1. GOALS, MEASURES, AND LIMITATIONS OF RETROFIT

Seismic requirements for bridge design have been upgraded periodically to render the

newer bridges less vulnerable to earthquake excitation; accordingly, retrofits have become

necessary for many existing bridges that do not meet the new level of seismic design

requirements. Yet, bridges can be retrofitted only when doing so is technically,

economically and socially feasible; those that fail to satisfy these requirements are deemed

to be better replaced with new bridges (Priestley, Seible and Calvi 1996).

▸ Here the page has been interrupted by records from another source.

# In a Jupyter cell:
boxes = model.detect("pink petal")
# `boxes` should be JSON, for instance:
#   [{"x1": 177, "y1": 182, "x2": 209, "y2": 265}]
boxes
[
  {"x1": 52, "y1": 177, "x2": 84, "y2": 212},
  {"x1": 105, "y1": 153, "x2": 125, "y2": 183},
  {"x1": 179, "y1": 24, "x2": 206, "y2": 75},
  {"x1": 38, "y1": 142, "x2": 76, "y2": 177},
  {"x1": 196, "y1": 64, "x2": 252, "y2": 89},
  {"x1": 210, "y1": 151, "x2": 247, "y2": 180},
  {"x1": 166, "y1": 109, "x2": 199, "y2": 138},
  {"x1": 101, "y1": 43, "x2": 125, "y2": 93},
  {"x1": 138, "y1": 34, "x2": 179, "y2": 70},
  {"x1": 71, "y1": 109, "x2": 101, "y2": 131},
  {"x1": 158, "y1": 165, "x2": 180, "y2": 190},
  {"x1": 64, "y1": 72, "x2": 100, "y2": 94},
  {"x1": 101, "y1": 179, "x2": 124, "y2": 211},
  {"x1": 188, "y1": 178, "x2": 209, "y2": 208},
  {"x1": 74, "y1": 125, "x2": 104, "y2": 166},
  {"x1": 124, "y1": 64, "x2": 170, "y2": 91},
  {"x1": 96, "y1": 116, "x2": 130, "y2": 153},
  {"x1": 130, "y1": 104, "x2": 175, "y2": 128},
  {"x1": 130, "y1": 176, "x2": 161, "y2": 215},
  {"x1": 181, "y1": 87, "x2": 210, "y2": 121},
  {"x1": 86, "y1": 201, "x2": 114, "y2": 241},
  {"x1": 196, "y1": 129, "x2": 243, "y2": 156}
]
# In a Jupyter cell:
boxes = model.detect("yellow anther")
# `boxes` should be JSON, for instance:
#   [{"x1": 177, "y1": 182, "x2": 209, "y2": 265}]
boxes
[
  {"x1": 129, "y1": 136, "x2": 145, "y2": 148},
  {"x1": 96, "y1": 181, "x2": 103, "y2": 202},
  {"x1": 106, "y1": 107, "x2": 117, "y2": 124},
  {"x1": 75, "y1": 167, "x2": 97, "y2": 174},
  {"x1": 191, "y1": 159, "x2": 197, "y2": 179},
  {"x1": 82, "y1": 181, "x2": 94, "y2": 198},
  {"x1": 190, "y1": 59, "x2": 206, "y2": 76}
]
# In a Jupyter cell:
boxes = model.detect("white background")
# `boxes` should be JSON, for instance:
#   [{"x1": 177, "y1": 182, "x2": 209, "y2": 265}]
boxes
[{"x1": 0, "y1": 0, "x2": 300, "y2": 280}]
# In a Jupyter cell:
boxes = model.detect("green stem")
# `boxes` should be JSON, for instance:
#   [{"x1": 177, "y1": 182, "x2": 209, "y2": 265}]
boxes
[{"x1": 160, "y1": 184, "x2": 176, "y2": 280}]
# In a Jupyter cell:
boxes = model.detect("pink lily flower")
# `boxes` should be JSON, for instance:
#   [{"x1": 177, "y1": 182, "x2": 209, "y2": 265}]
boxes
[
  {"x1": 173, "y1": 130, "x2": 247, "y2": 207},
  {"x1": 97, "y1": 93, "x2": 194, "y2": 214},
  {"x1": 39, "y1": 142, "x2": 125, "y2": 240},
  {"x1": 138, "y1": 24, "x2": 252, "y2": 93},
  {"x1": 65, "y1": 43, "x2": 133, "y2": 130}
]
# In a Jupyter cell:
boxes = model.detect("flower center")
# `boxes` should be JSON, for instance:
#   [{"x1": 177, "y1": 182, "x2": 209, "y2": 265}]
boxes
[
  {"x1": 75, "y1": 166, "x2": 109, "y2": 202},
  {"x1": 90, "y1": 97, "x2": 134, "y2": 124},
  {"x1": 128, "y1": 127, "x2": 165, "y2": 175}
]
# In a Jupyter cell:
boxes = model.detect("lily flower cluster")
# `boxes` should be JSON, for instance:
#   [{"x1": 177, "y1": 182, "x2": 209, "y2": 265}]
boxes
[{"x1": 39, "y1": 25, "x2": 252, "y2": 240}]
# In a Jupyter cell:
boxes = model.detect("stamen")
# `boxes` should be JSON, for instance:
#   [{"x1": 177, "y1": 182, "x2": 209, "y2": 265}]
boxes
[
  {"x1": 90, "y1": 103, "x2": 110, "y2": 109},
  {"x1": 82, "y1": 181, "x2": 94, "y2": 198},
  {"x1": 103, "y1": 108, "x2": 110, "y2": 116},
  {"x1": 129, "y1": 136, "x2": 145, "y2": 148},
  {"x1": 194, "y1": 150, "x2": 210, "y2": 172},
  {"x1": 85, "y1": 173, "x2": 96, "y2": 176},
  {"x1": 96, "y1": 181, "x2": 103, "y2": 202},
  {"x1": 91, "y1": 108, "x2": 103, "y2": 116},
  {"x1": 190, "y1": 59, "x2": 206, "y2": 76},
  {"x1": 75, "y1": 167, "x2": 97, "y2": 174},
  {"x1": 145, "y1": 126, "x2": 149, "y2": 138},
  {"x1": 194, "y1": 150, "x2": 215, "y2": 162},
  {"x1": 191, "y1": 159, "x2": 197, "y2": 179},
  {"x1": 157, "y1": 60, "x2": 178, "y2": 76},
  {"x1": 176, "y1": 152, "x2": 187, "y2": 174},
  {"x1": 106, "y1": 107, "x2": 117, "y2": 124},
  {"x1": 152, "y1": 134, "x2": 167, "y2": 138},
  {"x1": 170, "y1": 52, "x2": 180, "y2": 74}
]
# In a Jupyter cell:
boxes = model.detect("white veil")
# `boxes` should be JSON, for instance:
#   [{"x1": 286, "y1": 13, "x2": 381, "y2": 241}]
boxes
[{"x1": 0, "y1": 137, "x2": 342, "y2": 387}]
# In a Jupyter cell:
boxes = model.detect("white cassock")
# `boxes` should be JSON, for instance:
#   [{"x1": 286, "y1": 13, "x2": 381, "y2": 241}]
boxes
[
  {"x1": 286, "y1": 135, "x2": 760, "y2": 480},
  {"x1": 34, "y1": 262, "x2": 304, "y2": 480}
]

Observations of the nature of earthquake damages in the past are vital in the design of

seismic retrofitting works. Following are some examples of damage in past earthquakes in

the Philippines, Japan, and Taiwan. Many of the failures of bridge structures in the

Philippines as a result of the 1990 Luzon earthquake were mainly due to lateral spreading

of the ground due to soil liquefaction. Bridge foundations were affected and bridge decks

were unseated from their bearings. Damage due to soil liquefaction is exhibited by the

failure of the Magsaysay Bridge in Pangasinan, shown in Figure 1, and the Carmen Bridge,

shown in Figure 2 (Pacheco 2000).

In Japan while retrofitting works were initiated as early as 1971 (Kawashima 1990; and

Kawashima, Unjoh and Mukai 1994), more recent ones were essentially a consequence of

the 1995 Hyogo-ken Nanbu earthquake. The failures observed comprise mostly of the

following (for detailed documentation, see Kawashima and Unjoh 1997): (1) shear failure

at column mid-heights due to premature termination of longitudinal bars in concrete

columns with insufficient development lengths at cut-off point (Figure 3); (2) flexural

failure at base of reinforced concrete columns; (3) local buckling of web and flange plates

of steel columns accompanied by rupture of welds at their junctions in some cases; (4) soil

liquefaction resulting in settlement and tilting of foundations; (5) lateral spreading of

ground that caused movements of foundations; and (6) damage to bearings and unseating

prevention devices.

Figure 3 shows an example of reinforced concrete column failures in shear or in flexure.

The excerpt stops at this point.